Ia menjelaskan, kehadiran para pekerja migas Blok Cepu dari luar daerah yang menempati rumah kost yang bermunculan di kawasan itu, masih belum bisa termonitor secara pasti. Termasuk, jumlah pendatang dari luar daerah yang masuk ke kawasan Blok Cepu di luar pekerja migas, juga belum jelas.

"Kami akan melakukan penertiban kependudukan warga luar daerah yang kost di kedua kecamatan itu," ujarnya.

Ia mencontohkan, kejadian beberapa waktu yang lalu di Desa Sukoharjo, Kecamatan Kalitidu, warga setempat menggerebek sebuah rumah kost yang dihuni bukan pasangan suami istri. Tidak hanya itu, diperkirakan para pekerja migas Blok Cepu ada yang melakukan kawin siri atau kumpul kebo.

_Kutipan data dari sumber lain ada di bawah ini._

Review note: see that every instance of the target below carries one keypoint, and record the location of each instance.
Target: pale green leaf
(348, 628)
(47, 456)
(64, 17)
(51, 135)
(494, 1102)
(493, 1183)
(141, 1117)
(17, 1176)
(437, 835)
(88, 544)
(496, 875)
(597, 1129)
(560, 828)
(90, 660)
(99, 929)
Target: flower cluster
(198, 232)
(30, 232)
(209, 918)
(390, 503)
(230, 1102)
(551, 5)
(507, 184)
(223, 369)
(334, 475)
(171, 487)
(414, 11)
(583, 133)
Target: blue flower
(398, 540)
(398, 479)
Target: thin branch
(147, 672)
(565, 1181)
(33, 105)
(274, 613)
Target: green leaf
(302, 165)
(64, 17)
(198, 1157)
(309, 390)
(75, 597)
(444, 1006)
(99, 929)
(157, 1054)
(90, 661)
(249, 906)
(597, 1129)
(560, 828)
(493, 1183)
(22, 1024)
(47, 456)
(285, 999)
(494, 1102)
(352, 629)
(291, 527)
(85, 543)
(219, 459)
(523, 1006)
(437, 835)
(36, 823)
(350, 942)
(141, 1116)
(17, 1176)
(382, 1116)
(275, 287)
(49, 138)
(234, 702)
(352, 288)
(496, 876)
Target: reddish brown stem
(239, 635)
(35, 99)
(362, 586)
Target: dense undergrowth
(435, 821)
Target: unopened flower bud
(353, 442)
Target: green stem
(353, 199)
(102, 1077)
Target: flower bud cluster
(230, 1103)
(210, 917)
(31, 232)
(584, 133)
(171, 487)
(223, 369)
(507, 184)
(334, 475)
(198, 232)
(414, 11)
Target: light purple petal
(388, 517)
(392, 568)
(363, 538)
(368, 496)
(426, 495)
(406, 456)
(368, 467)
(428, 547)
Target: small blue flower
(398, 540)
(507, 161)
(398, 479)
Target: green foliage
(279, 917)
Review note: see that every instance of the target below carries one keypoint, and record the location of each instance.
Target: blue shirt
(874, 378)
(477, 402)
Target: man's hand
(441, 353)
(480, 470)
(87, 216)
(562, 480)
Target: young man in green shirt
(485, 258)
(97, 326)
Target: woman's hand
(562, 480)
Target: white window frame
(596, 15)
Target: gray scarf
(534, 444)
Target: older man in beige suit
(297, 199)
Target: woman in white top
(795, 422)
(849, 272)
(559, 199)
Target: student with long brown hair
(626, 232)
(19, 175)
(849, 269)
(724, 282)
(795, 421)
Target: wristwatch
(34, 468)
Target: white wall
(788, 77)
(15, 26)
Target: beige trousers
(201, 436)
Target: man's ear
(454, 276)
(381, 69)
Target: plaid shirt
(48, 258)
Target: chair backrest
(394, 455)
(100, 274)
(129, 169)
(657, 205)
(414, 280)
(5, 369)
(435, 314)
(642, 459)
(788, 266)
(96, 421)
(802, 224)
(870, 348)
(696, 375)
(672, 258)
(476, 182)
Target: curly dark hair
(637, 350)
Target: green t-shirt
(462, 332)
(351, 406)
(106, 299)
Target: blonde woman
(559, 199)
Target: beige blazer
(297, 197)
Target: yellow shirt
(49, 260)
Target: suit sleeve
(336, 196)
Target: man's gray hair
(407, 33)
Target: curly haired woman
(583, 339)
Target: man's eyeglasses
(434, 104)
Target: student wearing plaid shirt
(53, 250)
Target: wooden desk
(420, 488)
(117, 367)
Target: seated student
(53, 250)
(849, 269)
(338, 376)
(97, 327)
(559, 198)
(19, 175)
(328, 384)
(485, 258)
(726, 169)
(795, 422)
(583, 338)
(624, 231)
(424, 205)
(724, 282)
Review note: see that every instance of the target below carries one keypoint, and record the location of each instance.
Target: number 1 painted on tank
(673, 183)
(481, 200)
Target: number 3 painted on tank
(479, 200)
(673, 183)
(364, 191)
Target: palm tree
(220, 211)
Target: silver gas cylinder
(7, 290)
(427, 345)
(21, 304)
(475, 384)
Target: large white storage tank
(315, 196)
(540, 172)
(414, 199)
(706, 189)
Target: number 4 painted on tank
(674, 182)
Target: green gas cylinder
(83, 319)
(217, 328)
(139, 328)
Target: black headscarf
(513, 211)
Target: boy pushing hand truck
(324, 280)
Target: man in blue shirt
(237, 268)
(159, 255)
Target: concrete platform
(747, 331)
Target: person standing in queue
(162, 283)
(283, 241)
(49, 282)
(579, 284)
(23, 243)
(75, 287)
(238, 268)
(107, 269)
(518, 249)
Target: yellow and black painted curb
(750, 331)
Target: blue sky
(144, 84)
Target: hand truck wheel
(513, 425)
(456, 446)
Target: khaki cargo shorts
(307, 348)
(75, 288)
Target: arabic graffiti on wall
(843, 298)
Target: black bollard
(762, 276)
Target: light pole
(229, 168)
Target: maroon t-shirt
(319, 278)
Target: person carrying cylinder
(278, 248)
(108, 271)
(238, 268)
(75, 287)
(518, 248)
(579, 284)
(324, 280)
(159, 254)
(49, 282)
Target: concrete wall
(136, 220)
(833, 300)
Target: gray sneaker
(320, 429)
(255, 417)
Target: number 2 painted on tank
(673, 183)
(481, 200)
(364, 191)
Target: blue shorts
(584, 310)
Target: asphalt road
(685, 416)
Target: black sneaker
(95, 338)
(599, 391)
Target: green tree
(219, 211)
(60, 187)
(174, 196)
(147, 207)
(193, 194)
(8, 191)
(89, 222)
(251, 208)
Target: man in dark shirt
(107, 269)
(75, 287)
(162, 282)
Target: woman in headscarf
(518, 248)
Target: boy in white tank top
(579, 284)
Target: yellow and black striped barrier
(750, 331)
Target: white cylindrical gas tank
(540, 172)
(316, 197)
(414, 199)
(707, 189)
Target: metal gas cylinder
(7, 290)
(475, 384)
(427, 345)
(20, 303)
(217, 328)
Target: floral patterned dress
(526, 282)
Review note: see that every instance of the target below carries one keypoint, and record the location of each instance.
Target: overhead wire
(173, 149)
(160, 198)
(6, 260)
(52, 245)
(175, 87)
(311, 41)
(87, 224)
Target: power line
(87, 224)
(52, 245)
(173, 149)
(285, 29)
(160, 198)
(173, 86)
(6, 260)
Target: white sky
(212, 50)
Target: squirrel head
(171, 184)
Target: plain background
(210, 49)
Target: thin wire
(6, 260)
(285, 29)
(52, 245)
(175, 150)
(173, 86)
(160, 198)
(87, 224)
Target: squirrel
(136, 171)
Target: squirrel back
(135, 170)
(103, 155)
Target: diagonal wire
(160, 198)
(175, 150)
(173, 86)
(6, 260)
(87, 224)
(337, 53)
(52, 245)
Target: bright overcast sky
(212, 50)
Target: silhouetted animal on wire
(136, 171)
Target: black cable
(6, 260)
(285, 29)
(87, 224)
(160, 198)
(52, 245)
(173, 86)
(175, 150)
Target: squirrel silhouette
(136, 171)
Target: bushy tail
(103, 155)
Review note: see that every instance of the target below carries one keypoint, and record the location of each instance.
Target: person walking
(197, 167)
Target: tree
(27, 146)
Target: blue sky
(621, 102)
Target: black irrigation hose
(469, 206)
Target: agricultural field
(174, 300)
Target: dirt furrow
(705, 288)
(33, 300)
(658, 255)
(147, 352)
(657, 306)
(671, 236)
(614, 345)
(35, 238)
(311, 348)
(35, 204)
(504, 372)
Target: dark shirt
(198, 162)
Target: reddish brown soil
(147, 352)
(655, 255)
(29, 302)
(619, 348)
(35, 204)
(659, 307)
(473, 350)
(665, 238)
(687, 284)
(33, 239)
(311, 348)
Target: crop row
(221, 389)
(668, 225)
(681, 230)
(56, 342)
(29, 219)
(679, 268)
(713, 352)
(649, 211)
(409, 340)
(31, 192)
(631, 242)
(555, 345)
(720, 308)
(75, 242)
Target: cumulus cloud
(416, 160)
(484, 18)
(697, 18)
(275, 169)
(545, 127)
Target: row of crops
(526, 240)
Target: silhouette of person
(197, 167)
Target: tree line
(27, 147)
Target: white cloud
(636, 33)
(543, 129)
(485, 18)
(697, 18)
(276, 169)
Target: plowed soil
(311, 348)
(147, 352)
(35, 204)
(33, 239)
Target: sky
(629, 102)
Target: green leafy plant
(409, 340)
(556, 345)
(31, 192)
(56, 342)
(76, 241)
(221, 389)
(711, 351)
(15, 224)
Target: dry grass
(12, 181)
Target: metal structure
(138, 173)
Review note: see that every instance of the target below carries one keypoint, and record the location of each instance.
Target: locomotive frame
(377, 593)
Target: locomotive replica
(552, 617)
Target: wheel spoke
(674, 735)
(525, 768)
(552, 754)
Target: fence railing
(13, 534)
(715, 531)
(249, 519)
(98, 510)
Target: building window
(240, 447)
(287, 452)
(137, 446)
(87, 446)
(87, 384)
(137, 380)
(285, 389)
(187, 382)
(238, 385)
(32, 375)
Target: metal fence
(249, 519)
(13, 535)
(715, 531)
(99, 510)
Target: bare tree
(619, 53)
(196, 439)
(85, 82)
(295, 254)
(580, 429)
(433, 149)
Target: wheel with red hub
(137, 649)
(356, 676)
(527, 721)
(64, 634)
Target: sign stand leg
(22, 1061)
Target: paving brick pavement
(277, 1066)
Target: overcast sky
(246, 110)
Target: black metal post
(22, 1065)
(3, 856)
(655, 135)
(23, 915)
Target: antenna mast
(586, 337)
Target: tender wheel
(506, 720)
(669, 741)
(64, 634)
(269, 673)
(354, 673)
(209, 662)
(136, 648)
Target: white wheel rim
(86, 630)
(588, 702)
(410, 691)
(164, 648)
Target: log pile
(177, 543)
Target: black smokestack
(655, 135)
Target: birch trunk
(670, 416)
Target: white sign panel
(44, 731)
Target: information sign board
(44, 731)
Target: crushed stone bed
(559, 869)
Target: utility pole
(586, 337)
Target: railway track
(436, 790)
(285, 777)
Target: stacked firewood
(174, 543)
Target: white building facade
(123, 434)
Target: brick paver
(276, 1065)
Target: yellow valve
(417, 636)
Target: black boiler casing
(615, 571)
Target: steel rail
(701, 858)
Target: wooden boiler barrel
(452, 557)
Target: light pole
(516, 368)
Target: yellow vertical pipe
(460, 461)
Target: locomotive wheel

Dari informasi yang diterima, sebagian rumah kost yang ada tersebut, dihuni para pekerja proyek migas Blok Cepu, dengan tarif jauh lebih mahal, dibandingkan tempat kost di kota, dengan fasiltas yang lebih bagus. Diperkirakan, jumlah para pekerja proyek migas Blok Cepu, akan terus bertambah dan pada tahun 2013 bisa mencapai 1.000 orang.

"Penertiban akan kami awali dari kota, dengan menanyai identitas penghuni kost termasuk tujuan datang ke Bojonegoro," kata dia..

Menurut dia, dibutuhkan peraturan daerah (perda) yang mengatur pendatang dari luar daerah yang masuk kawasan Blok Cepu, sebagai antisipasi berkembangnya daerah Bojonegoro, sebagai daerah industri migas.

Secara terpisah, Ketua Komisi A DPRD Bojonegoro, Agus Susanto Rismanto menyatakan, jajarannya akan melakukan studi banding kependudukan di Jakarta. Di Jakarta, ada peraturan yang mengatur pendatang dari luar daerah yang masuk Jakarta.

"Penertiban pendatang ke kawasan Blok Cepu, mendesak dibutuhkan perda dan kami akan mempelajari bagaimana cara DKI dalam menangani pendatang dari luar," katanya.